Closing schools has become an annual event as Tennessee’s largest district loses students and funding, and this year was no exception. The shuttering of Carver and Northside high schools brought the total number of district-run school closures to at least 21 since 2012. And more are likely. This month, Shelby County Schools is scheduled to release a facilities analysis that should set the stage for future closures. Superintendent Dorsey Hopson has said the district needs to shed as many as two dozen schools — and 27,000 seats — over the next four years. A Chalkbeat analysis identifies 25 schools at risk.

Exacerbating the challenges of shifting enrollment, families in Foote Homes scrambled to register their children for school as Memphis’ last public housing project prepared to close this month amid a delay in delivering housing vouchers to move elsewhere.

The new school year has officially begun, with the budget approved not a moment too soon for Shelby County Schools.

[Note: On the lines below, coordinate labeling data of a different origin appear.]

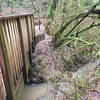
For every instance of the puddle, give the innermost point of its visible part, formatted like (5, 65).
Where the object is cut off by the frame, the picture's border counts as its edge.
(35, 91)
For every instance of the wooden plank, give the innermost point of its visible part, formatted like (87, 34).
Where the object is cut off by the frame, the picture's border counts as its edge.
(9, 50)
(23, 50)
(18, 46)
(2, 87)
(19, 43)
(13, 49)
(24, 36)
(5, 49)
(29, 33)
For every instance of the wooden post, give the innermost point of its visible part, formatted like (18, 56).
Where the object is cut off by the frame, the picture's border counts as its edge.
(23, 52)
(39, 24)
(8, 80)
(29, 40)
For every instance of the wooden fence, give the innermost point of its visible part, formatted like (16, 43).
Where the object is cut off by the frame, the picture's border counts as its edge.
(16, 39)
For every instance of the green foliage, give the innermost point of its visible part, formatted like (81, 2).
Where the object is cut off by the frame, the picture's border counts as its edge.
(16, 3)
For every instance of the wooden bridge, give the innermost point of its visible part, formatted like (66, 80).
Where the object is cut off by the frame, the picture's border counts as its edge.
(17, 41)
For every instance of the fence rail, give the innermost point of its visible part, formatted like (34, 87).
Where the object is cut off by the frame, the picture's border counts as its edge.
(16, 39)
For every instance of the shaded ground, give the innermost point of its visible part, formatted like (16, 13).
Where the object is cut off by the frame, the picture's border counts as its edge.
(44, 57)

District leaders that began the budget season facing an $86 million shortfall eventually convinced county commissioners to significantly increase local funding, while also pulling some money from the school system’s reserve funds. The result is a $959 million budget that gives most of the district’s teachers a 3 percent raise and restores funding for positions deemed critical for continued academic progress.

The district also unveiled its first annual report on its growing sector of charter schools.

With charter schools now firmly entrenched in Memphis’ educational landscape, a Shelby County Schools analysis shows a mixed bag of performance, while calling on traditional and charter schools to learn from each other and promising better ways to track quality.